S&P Could Downgrade Bond Insurers

By | January 24, 2011

Standard & Poor’s could downgrade bond insurers by a full category or more if new ratings standards for the sector are implemented and the companies do not raise more capital, the agency said Monday.

Bond insurers’ shares fell sharply, as the prospect of further deep downgrades weighed on an industry already facing challenges writing new business.

S&P said it had proposed a new rating method for bond insurers, aiming to evaluate the companies on nine different criteria it said would be more transparent. The new standard includes a stress test that would factor into the analysis of potential losses on structured finance products.

‘We’ve had ratings transitions that we think we could have done a lot better job with,” said Mark Puccia, the criteria officer in S&P’s global insurance and funds group. ‘We think we can approve the degree of transparency associated with the criteria.”

If the proposal is implemented in its current form, the impact could be substantial.

S&P credit analyst Rodney Clark said investment-grade bond insurers could see their ratings lowered by a full category or more unless they raise more capital or reduce their risk.

That means, for example, that a AA-rated insurer could be cut to A or that a BBB-rated insurer could be cut to junk.

S&P also said the amount of capital a bond insurer would have to have for a high investment-grade rating would increase “significantly” under the new method.

Once S&P finalizes and publishes the new criteria, it could be implemented anywhere from the same day to six months later; Puccia said there was no decision yet on timing.

Shares of bond insurers were broadly lower, with Assured Guaranty Ltd closing 5.8 percent lower and MBIA Inc down 1.9 percent.


According to S&P, the only bond insurers that currently hold an investment-grade rating are three Assured Guaranty units and MBIA’s National Public Finance business.

‘We are astonished at this unexpected change in criteria for bond insurer ratings,” Assured Guaranty said in a statement. ‘This latest proposed change in criteria by S&P is a primary example of why federal regulation of the rating agencies is needed to assure consistent credit rating principles and processes that are applied transparently.”

An MBIA spokesman was not immediately available to comment.

Assured Guaranty was the only company to write new municipal bond insurance in 2010, according to Thomson Reuters data.
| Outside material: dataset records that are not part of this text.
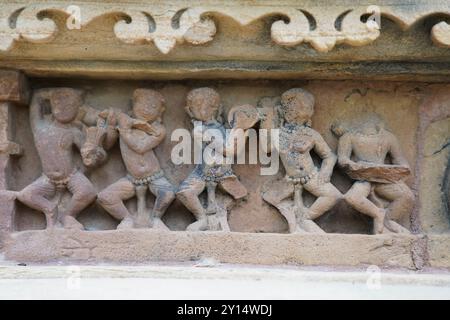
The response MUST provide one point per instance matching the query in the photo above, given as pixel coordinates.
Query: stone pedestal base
(144, 246)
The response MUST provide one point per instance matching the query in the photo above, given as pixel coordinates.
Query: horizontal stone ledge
(144, 246)
(233, 70)
(439, 250)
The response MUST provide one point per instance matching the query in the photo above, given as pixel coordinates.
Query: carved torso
(371, 148)
(295, 147)
(54, 144)
(139, 165)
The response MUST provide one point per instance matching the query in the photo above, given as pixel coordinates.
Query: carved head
(148, 105)
(297, 106)
(65, 103)
(203, 104)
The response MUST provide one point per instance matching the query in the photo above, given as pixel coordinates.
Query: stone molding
(166, 25)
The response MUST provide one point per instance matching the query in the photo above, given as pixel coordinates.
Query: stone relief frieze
(169, 25)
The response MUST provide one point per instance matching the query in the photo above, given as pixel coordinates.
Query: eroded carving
(168, 25)
(55, 135)
(363, 153)
(297, 141)
(139, 135)
(204, 107)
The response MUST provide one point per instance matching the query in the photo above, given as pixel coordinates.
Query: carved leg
(275, 197)
(327, 196)
(111, 199)
(357, 198)
(36, 196)
(188, 194)
(234, 187)
(83, 194)
(402, 202)
(211, 190)
(165, 194)
(142, 218)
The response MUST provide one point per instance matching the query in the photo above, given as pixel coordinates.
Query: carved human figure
(55, 135)
(363, 152)
(296, 142)
(204, 107)
(139, 137)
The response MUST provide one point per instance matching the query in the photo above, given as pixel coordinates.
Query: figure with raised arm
(139, 136)
(204, 107)
(297, 140)
(362, 153)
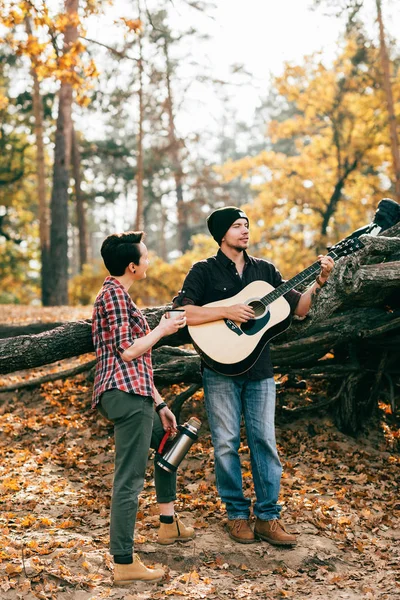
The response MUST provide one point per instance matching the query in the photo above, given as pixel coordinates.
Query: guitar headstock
(347, 247)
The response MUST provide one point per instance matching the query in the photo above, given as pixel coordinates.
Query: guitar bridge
(233, 327)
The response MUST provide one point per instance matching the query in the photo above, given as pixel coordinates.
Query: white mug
(174, 313)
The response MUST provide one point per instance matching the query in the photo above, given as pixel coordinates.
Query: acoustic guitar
(231, 348)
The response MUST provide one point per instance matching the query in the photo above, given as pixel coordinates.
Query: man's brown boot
(240, 531)
(174, 532)
(136, 571)
(274, 533)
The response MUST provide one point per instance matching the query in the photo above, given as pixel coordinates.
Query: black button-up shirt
(216, 278)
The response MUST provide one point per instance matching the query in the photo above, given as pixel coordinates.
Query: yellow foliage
(341, 150)
(162, 283)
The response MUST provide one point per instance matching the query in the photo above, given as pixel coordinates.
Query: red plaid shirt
(116, 322)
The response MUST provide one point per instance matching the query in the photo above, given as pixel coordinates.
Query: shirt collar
(221, 257)
(110, 280)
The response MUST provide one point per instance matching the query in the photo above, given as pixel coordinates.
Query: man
(124, 392)
(251, 394)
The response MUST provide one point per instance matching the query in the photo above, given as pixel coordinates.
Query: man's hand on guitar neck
(197, 315)
(240, 313)
(327, 265)
(304, 304)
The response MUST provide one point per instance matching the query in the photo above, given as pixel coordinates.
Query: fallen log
(357, 314)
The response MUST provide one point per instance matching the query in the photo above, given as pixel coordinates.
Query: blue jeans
(227, 399)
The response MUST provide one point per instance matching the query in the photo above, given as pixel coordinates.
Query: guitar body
(231, 348)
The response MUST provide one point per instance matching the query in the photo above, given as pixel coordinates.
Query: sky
(260, 34)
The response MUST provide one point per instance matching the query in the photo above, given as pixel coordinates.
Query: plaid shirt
(116, 322)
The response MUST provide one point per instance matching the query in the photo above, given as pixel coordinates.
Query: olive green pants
(136, 428)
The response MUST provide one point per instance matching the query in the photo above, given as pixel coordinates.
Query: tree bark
(37, 104)
(356, 318)
(59, 196)
(80, 205)
(183, 237)
(394, 140)
(139, 224)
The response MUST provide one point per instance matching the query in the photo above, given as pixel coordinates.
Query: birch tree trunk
(394, 140)
(139, 223)
(80, 206)
(183, 238)
(59, 196)
(41, 181)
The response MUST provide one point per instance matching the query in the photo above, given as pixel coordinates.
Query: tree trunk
(183, 237)
(394, 141)
(41, 181)
(59, 196)
(80, 206)
(355, 318)
(139, 224)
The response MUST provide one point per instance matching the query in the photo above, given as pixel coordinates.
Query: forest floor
(339, 493)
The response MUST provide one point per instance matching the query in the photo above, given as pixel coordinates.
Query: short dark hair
(120, 249)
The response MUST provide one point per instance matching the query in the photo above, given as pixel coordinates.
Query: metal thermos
(171, 460)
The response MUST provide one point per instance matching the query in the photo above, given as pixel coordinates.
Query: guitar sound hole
(258, 307)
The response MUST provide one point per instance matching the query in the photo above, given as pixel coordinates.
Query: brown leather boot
(240, 531)
(136, 571)
(274, 533)
(170, 533)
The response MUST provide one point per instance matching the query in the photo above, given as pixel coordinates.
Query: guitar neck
(292, 283)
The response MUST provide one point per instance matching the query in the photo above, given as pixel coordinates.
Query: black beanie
(221, 219)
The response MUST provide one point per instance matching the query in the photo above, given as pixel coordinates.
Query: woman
(124, 392)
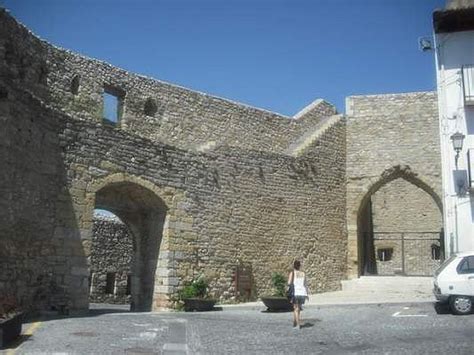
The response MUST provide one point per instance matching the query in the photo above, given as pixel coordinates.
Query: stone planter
(198, 304)
(10, 329)
(277, 304)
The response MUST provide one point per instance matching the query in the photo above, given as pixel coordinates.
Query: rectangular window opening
(385, 254)
(113, 104)
(468, 84)
(110, 283)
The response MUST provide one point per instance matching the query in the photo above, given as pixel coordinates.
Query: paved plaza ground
(413, 328)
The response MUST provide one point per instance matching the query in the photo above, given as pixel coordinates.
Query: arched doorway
(144, 213)
(399, 227)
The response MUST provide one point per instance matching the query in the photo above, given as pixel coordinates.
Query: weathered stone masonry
(204, 184)
(391, 138)
(110, 261)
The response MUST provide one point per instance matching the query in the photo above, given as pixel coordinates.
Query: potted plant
(278, 301)
(195, 296)
(11, 318)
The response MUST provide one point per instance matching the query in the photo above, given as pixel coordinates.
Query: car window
(466, 266)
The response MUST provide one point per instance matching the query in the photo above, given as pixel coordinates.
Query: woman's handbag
(290, 292)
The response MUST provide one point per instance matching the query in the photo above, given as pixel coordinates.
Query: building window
(468, 84)
(385, 254)
(435, 252)
(113, 104)
(110, 283)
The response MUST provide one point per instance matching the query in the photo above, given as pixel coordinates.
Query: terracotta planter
(10, 329)
(198, 304)
(276, 303)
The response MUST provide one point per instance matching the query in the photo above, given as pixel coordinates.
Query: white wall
(453, 51)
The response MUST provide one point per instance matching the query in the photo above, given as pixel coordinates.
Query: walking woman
(297, 278)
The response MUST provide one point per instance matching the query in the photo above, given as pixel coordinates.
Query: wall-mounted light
(458, 139)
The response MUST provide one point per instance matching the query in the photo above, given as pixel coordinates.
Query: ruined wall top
(150, 108)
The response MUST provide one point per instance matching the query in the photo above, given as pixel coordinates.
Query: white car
(454, 283)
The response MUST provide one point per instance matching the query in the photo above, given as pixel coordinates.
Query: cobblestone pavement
(362, 329)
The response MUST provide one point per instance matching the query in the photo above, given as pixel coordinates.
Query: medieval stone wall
(190, 212)
(392, 137)
(111, 257)
(40, 249)
(401, 210)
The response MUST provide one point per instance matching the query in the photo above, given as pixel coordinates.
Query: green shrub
(196, 289)
(279, 284)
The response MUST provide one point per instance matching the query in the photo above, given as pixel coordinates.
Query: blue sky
(279, 55)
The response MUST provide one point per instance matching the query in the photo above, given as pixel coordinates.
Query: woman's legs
(298, 315)
(295, 315)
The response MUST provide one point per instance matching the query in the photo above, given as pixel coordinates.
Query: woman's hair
(297, 264)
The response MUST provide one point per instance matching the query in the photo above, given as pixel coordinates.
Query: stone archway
(139, 207)
(357, 218)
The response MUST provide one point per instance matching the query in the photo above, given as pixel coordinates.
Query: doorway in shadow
(142, 215)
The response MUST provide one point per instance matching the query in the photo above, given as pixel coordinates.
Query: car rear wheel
(460, 304)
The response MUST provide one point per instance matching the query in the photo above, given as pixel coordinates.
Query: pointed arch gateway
(136, 203)
(370, 249)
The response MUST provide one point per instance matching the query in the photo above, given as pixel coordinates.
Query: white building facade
(454, 39)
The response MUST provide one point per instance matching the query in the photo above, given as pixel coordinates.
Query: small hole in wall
(113, 104)
(110, 283)
(3, 93)
(150, 107)
(75, 84)
(43, 75)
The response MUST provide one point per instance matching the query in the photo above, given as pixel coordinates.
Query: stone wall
(392, 153)
(111, 253)
(201, 183)
(39, 235)
(402, 210)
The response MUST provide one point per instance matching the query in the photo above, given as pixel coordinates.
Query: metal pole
(403, 253)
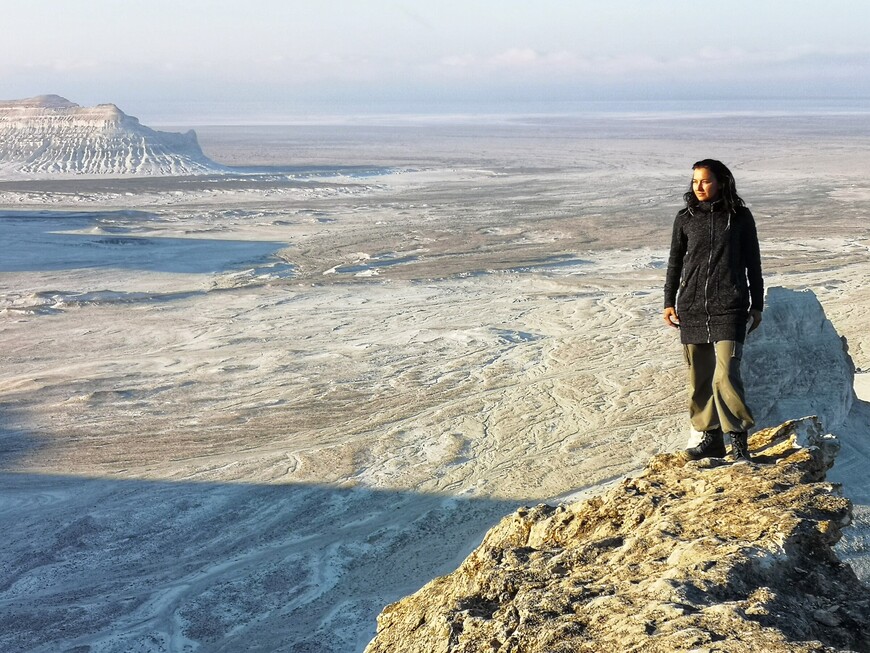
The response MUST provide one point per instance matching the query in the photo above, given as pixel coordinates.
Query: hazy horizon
(169, 62)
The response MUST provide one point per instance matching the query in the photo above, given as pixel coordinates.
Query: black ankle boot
(740, 446)
(712, 446)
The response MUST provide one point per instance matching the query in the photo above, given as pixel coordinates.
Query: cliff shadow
(124, 565)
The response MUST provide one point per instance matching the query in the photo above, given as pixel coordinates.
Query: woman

It lost its coveted ‘AAA” rating in October, but said it intended to still seek new business guaranteeing the debt of lower-rated municipal issuers.

Potential competitors to Assured Guaranty and others could have an easier time entering the market, though, if the new S&P criteria come into force.

The agency said the new guidelines would let it assign a rating to a start-up bond insurer with no track record, based on a review of management and their plans and policies. Typically, S&P said, it rates companies that have a five-year track record of performance.